È legittima l’iscrizione ipotecaria sui beni oggetto di fondo patrimoniale se il contribuente non prova che la spesa che ha originato il credito tributario era stata contratta per soddisfare bisogni “estranei” alle necessità della famiglia (nel caso di specie si era trattato di un’obbligazione tributaria sorta in ragione dell’attività lavorativa di un coniuge).
È quanto affermato dalla Suprema Corte di Cassazione con la sentenza n. 24206 del 29 novembre 2016.
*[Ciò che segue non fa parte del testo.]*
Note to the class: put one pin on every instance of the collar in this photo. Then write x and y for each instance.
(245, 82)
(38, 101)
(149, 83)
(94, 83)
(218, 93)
La vicenda ha riguardato l’impugnazione di una pronuncia della Commissione Tributaria Regionale della Lombardia, con cui il giudice tributario aveva respinto l’appello proposto avverso la decisione della Commissione Tributaria Provinciale, la quale aveva ritenuto legittima l’ipoteca iscritta (ai sensi dell’articolo 77 del d.P.R. n. 602/1973) su immobili costituiti in fondo patrimoniale, in forza di una cartella esattoriale. Il giudice di seconde cure, infatti, aveva argomentato la decisione considerando c h e «l’obbligazione tributaria […], essendo attinente all’attività lavorativa di uno dei
coniugi», poteva «considerarsi inerente il soddisfacimento dei bisogni familiari, intesi in senso non restrittivo», e non già con riferimento «ad esigenze voluttuarie o meramente speculative», cosicché, la decisione di primo grado era senz’altro da confermare.
Secondo il contribuente, invece, l’iscrizione non era legittima, siccome i «debiti tributari» non rientrano entro il perimetro dei «bisogni della famiglia». Posizione non condivisa dai giudici della Corte di Cassazione i quali, rigettando il ricorso proposto (e confermando le decisioni emesse nei gradi precedenti), hanno interpretato l’espressione contenuta nell’articolo 170 cod.civ. in senso estensivo (facendo rientrare anche i crediti dell’Erario tra le spese “inerenti” le necessità della famiglia): nel caso in esame, di conseguenza, il gravame era stato correttamente iscritto.
Inoltre, nella sentenza viene chiarito che è il giudice di merito a dover accertare «se il debito [sia stato] contratto per soddisfare i bisogni della famiglia, con la precisazione che, se è vero che tale finalità non si [possa] dire sussistente per il solo fatto che il debito sia sorto nell’esercizio dell’impresa, è vero altresì che tale circostanza non è nemmeno idonea ad escludere, in via di principio, che il debito si possa dire contratto, appunto, per soddisfare tali bisogni».
Grava su colui che intende avvalersi del regime di impignorabilità dei beni costituiti in fondo patrimoniale, l’onere di provare che la spesa sostenuta non era attinente alla soddisfazione delle necessità del nucleo familiare; dal momento che, nel caso concreto, nessuna prova era stata fornita in
tal senso, i giudici hanno concluso ritenendo validamente iscritta l’ipoteca sui beni del fondo patrimoniale.